NotfallnachsorgebetreuerIn

Inhalte:

Wer kommt, wenn der Rettungsdienst geht? RD-MitarbeiterInnen stehen oft vor dem Problem, sich und ihr Fahrzeug so schnell wie möglich wieder einsatzfähig zu machen und gleichzeitig noch einen enormen Betreuungsbedarf in der Familie der Hinterbliebenen oder Angehörigen zu spüren. Ehrenamtliche HelferInnen können, gut ausgebildet, das Loch zwischen dem RD und sonstiger Unterstützung aus dem sozialen Umfeld schließen.

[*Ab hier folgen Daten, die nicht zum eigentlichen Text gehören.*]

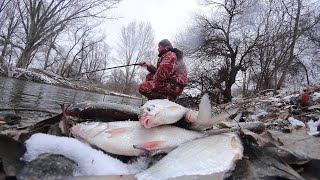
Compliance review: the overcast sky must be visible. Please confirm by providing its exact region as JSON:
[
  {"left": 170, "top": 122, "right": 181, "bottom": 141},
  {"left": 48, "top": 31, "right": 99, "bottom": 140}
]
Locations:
[{"left": 106, "top": 0, "right": 199, "bottom": 42}]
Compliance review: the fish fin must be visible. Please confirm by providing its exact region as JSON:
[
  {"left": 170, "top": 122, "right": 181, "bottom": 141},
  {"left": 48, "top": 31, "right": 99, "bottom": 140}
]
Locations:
[
  {"left": 197, "top": 94, "right": 212, "bottom": 123},
  {"left": 167, "top": 106, "right": 178, "bottom": 111},
  {"left": 133, "top": 141, "right": 165, "bottom": 151},
  {"left": 105, "top": 128, "right": 127, "bottom": 137},
  {"left": 133, "top": 141, "right": 176, "bottom": 156}
]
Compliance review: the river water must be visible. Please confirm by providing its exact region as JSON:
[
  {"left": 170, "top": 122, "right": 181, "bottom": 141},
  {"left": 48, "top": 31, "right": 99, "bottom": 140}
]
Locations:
[{"left": 0, "top": 77, "right": 141, "bottom": 112}]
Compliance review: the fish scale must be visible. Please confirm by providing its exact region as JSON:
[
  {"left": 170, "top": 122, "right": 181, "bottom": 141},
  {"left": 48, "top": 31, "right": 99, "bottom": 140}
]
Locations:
[
  {"left": 135, "top": 133, "right": 243, "bottom": 180},
  {"left": 71, "top": 121, "right": 204, "bottom": 156}
]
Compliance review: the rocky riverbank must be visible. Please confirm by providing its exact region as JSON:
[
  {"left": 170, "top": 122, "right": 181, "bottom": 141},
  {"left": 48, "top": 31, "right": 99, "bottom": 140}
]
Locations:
[{"left": 0, "top": 68, "right": 137, "bottom": 98}]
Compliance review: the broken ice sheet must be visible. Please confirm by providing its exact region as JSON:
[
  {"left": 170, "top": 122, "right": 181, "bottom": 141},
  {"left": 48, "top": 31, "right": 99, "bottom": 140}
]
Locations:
[
  {"left": 288, "top": 117, "right": 305, "bottom": 127},
  {"left": 307, "top": 120, "right": 320, "bottom": 136}
]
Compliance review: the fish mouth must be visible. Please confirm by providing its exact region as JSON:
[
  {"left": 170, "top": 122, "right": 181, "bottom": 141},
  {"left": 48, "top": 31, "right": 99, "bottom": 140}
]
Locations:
[{"left": 139, "top": 113, "right": 152, "bottom": 128}]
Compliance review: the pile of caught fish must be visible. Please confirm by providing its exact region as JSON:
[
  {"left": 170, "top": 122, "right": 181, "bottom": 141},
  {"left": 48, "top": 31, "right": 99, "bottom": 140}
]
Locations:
[
  {"left": 67, "top": 95, "right": 243, "bottom": 179},
  {"left": 0, "top": 85, "right": 320, "bottom": 179}
]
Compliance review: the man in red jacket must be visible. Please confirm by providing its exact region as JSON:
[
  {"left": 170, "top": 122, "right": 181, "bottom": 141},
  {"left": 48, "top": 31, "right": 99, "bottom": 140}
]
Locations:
[{"left": 139, "top": 39, "right": 188, "bottom": 101}]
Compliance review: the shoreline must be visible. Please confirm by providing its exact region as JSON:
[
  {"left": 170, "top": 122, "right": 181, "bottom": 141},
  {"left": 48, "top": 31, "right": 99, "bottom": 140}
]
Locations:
[{"left": 0, "top": 68, "right": 141, "bottom": 99}]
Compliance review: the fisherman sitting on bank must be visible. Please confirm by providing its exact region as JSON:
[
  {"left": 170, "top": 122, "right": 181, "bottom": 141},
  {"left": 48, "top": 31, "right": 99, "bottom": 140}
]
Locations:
[{"left": 138, "top": 39, "right": 188, "bottom": 101}]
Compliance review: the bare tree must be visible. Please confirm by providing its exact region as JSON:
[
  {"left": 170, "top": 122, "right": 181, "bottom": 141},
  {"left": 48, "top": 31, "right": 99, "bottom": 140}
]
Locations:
[
  {"left": 184, "top": 0, "right": 261, "bottom": 101},
  {"left": 117, "top": 22, "right": 155, "bottom": 93},
  {"left": 0, "top": 0, "right": 20, "bottom": 71},
  {"left": 16, "top": 0, "right": 120, "bottom": 68}
]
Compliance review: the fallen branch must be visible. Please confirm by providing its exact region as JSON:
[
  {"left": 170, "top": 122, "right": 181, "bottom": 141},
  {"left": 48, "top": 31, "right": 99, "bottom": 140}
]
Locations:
[{"left": 0, "top": 108, "right": 61, "bottom": 114}]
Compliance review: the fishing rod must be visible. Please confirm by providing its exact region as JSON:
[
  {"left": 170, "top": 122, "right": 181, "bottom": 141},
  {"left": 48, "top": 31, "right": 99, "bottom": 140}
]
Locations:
[{"left": 72, "top": 63, "right": 139, "bottom": 76}]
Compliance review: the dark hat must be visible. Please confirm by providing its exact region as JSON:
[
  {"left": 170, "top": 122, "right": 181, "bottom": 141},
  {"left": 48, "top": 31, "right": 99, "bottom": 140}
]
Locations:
[{"left": 159, "top": 39, "right": 172, "bottom": 47}]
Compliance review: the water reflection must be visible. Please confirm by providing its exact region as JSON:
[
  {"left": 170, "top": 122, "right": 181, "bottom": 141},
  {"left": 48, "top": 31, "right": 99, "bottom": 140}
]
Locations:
[{"left": 0, "top": 77, "right": 141, "bottom": 111}]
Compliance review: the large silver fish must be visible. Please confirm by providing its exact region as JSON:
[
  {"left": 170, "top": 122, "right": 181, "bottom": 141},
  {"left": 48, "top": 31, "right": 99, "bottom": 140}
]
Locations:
[
  {"left": 135, "top": 133, "right": 243, "bottom": 180},
  {"left": 71, "top": 121, "right": 204, "bottom": 156},
  {"left": 139, "top": 94, "right": 238, "bottom": 130}
]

Die hier konzipierte Ausbildung zum/r HelferIn in der Notfallnachsorge umfaßt ca. 80 Unterrichtseinheiten mit den Themenbereichen: Kommunikation, Psychologie des menschlichen Verhaltens, Krisenintervention, Recht, Entwicklungspsychologie, Paar-/Beziehungskonflikte, Tod und Sterben, Suizidologie, Psychische Störungen, SIDS, Selbstinstruktionen, Entspannungstraining, Verarbeitung der eigenen Erlebnisse aus Betreuungen, Strategien zum Aufbau einer Notfallnachsorgegruppe sowie Einsatzstrategien im Betreuungsfall.

 

Einsatzmanagement

Inhalte:

Ausgehend von der rettungsdienstlichen Praxis, dass der/die erste RA vor Ort bei größeren Schadensereignissen zunächst die Sichtung und die erste Einsatzplanung und -leitung bis zum Eintreffen des Einsatzleiters-Rettungsdienst (EL-RD) übernimmt, werden die Teilnehmenden in diesem Seminar geschult, ihre Wahrnehmungs- und Aufmerksamkeitsspanne zu verbreitern und den körperlichen Stressreaktionen entgegen zu wirken. Außerdem erhalten sie Hinweise, wie sie sich dabei unterstützen können, der veränderten Priorität ihres Handelns (Sichten statt Versorgen!) gerecht zu werden. Des weiteren gehört der Umgang mit Schaulustigen genauso zu den Übungsthemen wie die gezielte Notfallübergabe an den nachfolgenden EL-RD. Die Zusammenarbeit und die Kommunikation mit den nachfolgenden Einsatzkräften des RD, der Feuerwehr, Polizei, des Kat-Schutzes etc. wird anhand realitätsnaher Rollenspiele eingeübt.

 

Einsatzleiter Rettungsdienst

Inhalte:

In diesem Seminar lernen die Teilnehmenden, welche psychologischen Methoden ihnen helfen, Überblick zu bewahren, Einsatzabläufe zu organisieren, verschiedene Einsatzkräfte zu koordinieren und die beteiligten Kolleginnen und Kollegen zu führen. Besonderes Augenmerk wird auf den Umgang mit Schaulustigen, Angehörigen und Einsatzkräften anderer Organisationen gelegt. Die Teilnehmenden lernen unter anderem, wie Anweisungen am effektivsten formuliert werden, wie sie extreme Aufregung und Anspannung aller Beteiligten senken, wie sie ihre Funktion als Leitungskraft vor Ort deutlich machen und wie sie effizient kommunizieren können. Durch mentales Training und Rollenspiele werden sie auf die extremen Belastungen vorbereitet, die dadurch entstehen, dass sie für alle Patienten, alle Einsatzkräfte und die Kommunikation mit der Leitstelle gleichzeitig verantwortlich sind. Sie lernen ihre eigenen Belastungsreaktionen erkennen und erhalten Hilfsmittel, mit denen sie diesen rechtzeitig entgegen steuern können.